The idea behind this Mini Issue is to combine the presentation of pharmacological innovation in three types of cancer (melanoma,
lung and thyroid cancer), accompanied by reference to several innovative recent patents, along with information about
harms related to the use of the new drugs.
The Mini Issue can serve as an introductory approach to the broader field of Pharmacovigilance.
Pharmacovigilance, or the monitoring of drug safety, is the international legal network which aims to improve patient safety
by early identifying adverse drug-related events. It is applied as continuous surveillance, both in post-marketing or in premarketing,
setting, in the real clinical practice and during the clinical trials, the typical research projects that are designed by
Pharmaceutical companies in order to obtain the marketing authorization for new patented drugs.

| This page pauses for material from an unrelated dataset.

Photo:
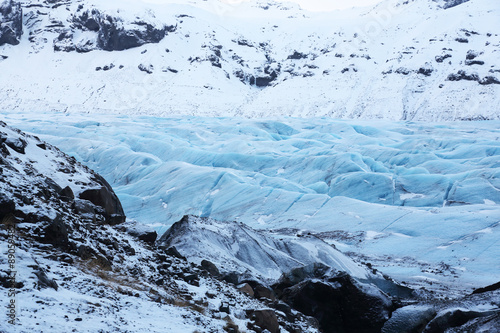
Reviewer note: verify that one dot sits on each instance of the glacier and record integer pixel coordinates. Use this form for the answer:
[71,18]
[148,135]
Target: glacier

Clinical studies can also be performed in the form of spontaneous and non-profit research by universities and health institutions,
with the aim of testing and comparing the efficacy and toxicity of the treatments marketed, but in this case, the economic
resources are very limited when compared to the large capitals available to pharmaceutical companies.
The greatest push to the growth of modern Pharmacovigilance was in the 60’s, following the tragedy of Thalidomide, in
which thousands of babies were born affected by congenital malformations, by women who had taken the drug thalidomide
during pregnancy. The disaster caused by thalidomide changed the organization of pharmacovigilance, and spontaneous reporting
of adverse drug reactions became systematic and regulated by law in modern countries.
Being the guest editor of this Mini Issue, I’m convinced that the full content could interest many researchers and readers of
this prestigious journal. In addition to finding useful updates about the therapeutic trends and industrial pipelines for several
cancer diseases, readers will have the opportunity to approach information about Adverse Drug Reactions (ADRs) in oncology
and safety of new drugs. In general, such kind of notions are still affected by a lack of emphasis by many medical journals, and
by under-reporting of individual cases of adverse events. However, the adverse effects can compromise the efficacy of anticancer
therapy, leading to therapy discontinuation, deterioration of clinical conditions and hospital stay prolongation times.
Further research is needed, to promptly identify potential harms associated with the use of new drugs; and also, in clinical
practice, we need a work without interruptions, to sensitize and educate healthcare professionals to a prompt detection and reporting
of every possible form of adverse event, presumably associated with the use of new drugs.
The manuscript includes three chapters relative to melanoma, lung cancer and thyroid cancer.